Concepts are connected by relationships drawn from Pask's Conversation Theory. Start here if you're new.
Why these terms? The relationships between concepts use vocabulary from
Gordon Pask's Conversation Theory. Pask — who studied under Ashby — developed the idea of
entailment meshes: networks showing how concepts necessarily lead to other concepts.
We use his terminology so the same vocabulary works across all thinkers on this platform.
Read each relationship as a sentence: "Concept A [RELATIONSHIP] Concept B"
ENTAILS Logical Implication
If A is true, then B necessarily follows. You cannot have A without B.
A → ENTAILS → B = "If A, then necessarily B"
Distinction ENTAILS Indication — If you draw a distinction, you necessarily create an indication. The two acts are inseparable.
DERIVES_FROM Prerequisite / Dependency
To understand A, you must first understand B. B is a prerequisite for A.
A → DERIVES_FROM → B = "To understand A, you need B first"
Primary Algebra DERIVES_FROM Primary Arithmetic — To understand the algebra with variables, you must first understand the arithmetic of constants.
GENERALIZES Abstracts / Extends
A is a more abstract, general, or developed form of B. A takes B to a higher level.
A → GENERALIZES → B = "A is a more abstract form of B"
Calculus of Indications GENERALIZES Primary Arithmetic — The complete calculus encompasses both the arithmetic (constants) and the algebra (variables).
PARTICULARIZES Instance / Specific Case
A is a concrete example or specific instance of B. A makes B tangible.
A → PARTICULARIZES → B = "A is a specific instance of B"
Oscillation PARTICULARIZES Imaginary Value — Oscillation is one specific manifestation of the imaginary values that arise from self-reference.
CONSTRAINS Limits / Bounds
A places limits on B. A defines the boundaries within which B operates.
A → CONSTRAINS → B = "A limits what B can achieve"
Depth CONSTRAINS Simplification — The nesting level governs how simplification proceeds and how many steps are required.
ENABLES Makes Possible
A creates the conditions for B to exist.
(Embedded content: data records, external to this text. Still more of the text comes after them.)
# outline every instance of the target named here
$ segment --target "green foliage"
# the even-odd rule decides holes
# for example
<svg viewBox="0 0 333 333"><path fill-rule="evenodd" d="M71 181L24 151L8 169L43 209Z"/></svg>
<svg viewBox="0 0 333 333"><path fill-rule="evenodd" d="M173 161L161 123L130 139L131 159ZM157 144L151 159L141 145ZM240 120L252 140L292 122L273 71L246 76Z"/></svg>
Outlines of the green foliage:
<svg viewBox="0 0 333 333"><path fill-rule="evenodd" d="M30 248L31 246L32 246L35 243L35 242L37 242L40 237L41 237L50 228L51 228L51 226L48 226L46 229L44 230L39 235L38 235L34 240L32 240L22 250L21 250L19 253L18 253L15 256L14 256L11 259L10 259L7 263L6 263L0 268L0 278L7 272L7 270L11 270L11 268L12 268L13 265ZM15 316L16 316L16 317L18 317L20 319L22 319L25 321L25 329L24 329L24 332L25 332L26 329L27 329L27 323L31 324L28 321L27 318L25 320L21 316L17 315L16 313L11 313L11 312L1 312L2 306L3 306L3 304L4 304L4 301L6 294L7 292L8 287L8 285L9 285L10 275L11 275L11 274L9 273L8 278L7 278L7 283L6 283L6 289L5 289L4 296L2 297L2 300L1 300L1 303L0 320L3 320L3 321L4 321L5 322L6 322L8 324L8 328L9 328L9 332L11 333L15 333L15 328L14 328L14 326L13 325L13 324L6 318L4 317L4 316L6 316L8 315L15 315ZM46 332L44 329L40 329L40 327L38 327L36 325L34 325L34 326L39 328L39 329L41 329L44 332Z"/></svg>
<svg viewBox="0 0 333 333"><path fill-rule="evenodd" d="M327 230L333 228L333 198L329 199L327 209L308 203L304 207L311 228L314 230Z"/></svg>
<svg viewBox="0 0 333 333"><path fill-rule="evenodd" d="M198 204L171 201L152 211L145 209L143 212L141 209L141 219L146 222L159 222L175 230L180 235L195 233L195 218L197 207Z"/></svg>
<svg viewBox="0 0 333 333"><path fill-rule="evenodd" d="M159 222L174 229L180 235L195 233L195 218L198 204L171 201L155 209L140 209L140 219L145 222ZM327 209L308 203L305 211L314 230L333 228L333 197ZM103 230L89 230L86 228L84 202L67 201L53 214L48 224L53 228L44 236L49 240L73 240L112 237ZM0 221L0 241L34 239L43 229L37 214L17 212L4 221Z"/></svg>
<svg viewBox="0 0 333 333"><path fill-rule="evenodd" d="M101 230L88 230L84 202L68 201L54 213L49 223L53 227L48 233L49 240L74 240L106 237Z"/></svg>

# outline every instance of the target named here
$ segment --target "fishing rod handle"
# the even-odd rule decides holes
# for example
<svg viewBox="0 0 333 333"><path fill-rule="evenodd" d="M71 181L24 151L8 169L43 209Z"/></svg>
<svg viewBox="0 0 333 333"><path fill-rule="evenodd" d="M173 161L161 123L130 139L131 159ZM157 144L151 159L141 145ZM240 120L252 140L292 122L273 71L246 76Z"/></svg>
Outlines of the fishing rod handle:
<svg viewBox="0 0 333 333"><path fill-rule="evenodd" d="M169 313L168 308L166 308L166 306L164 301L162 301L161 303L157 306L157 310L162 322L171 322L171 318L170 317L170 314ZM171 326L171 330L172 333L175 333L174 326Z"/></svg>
Without A, B wouldn't be possible.
A → ENABLES → B = "A makes B possible"
Void ENABLES Distinction — The void is the generative ground from which all distinction emerges.
CONTRASTS Differs From
A and B are different in important ways. Understanding the contrast illuminates both.
A ↔ CONTRASTS ↔ B = "A and B differ in important ways" (bidirectional)
Transparency CONTRASTS Opacity — Transparent spaces transmit oscillation; opaque spaces block it. Both govern how dynamic behaviour propagates.
ANALOGOUS_TO Structural Similarity
A and B share structural or functional similarities, often across different domains.
A ↔ ANALOGOUS_TO ↔ B = "A works like B" (bidirectional)
Law of Calling ANALOGOUS_TO Law of Crossing — Both govern mark combinations but in complementary ways: calling is idempotency at the same depth, crossing is involution across depths.
REQUIRES Necessity
A needs B to function or be meaningful. B is essential to A's existence.
A → REQUIRES → B = "A needs B to function"
Distinction REQUIRES Motive — There can be no distinction without motive, and no motive unless contents differ in value.
EXTENDS Builds Upon
A builds on and broadens B, taking it beyond its original scope.
A → EXTENDS → B = "A builds on and broadens B"
Primary Algebra EXTENDS Primary Arithmetic — The algebra builds on the arithmetic by introducing variables, taking constants to the general case.
ILLUSTRATES Concrete Example
A is a concrete example or illustration of B's principles.
A → ILLUSTRATES → B = "A is a concrete example of B"
Memory (Bistable) ILLUSTRATES Re-entry — The flip-flop circuit is a concrete physical illustration of re-entrant self-referential form.
CORRESPONDS Cross-Thinker Parallel
A and B develop in parallel or have structural correspondence across different thinkers.
A ↔ CORRESPONDS ↔ B = "A parallels B"
Re-entry CORRESPONDS Observer — The first distinction, the mark, and the observer are not only interchangeable but in the form identical.
Tip: Follow DERIVES_FROM chains to find prerequisites. Follow ENTAILS to see what a concept necessarily implies. Follow ENABLES to see what makes each concept possible. Only CONTRASTS, ANALOGOUS_TO, and CORRESPONDS are bidirectional — all others are directional.